I've been reading about artificial intelligence and computer voices lately, and I came across these videos on Youtube. The first video involves a clip from Arthur C. Clarke's "2001: A Space Odyssey". Remember the scene where Hal is deactivated? As his memory cards are being pulled, Hal's personality regresses to his "childhood" days in the computer Lab in Urbana Illinois. He sings a song he leaned there. The song was "Daisy Bell".
It seems that song was used for an historical reason:
The video (1 minute and 39 seconds) claims that a computer in the 1950's was the first computer ever to sing a song. The song was "Daisy Bell".
But another video gets more specific. It says that the first computer to sing a song was in 1961. It was an IBM 7094. The video (1 minute and 51 seconds) gives a sample of the song, with computerized musical accompaniment too, and also gives the names of the programmers who created it:
Another video (with no embedded option) shows a photo of the computer (?) with and audio track of it's voice and singing repertoire:
http://www.youtube.com/watch?v=IlBmbt8IVv4
Listening to all this reminds me of my Commodore 64 days. Does anyone remember "The Write Stuff", a Commodore 64 word processor released in 1987 by Busy Bee Software? It could read documents with a computer voice that was very similar to the one in these videos. My Busy Bee software could even sing "Twinkle Twinkle Little Star". It was both funny and painful to listen to.

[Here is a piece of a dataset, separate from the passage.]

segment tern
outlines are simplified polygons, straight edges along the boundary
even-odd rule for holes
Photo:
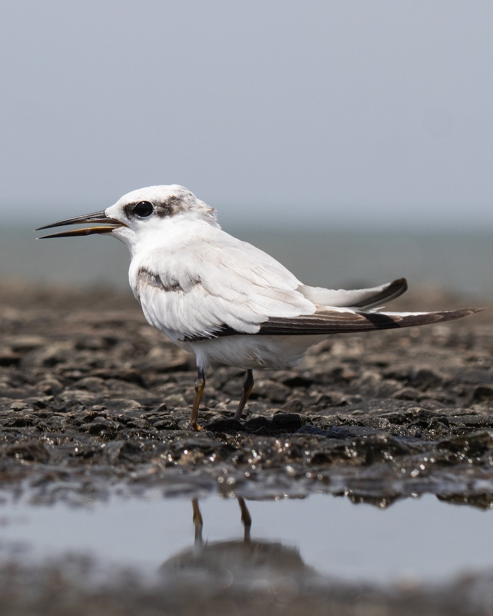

Nowadays, computer voice technology is so much more advanced. There are a growing number of realistic sounding computer voices, and an abundance of free or inexpensive TTS (Text-T0-Speech) programs to go with them. And Hal-like computer programs to go with those voices are fast approaching, too.
Oh Brave New World, with such people (and artificial-people) in it!
Related Links:
Artificial voice synthesis, 1939 to the present
Ultra HAL, your personal computer assistant
The history and lyrics of the song "Daisy Bell"
1 comment:
Here is a good page with other text to speech voices you can use on your own PC.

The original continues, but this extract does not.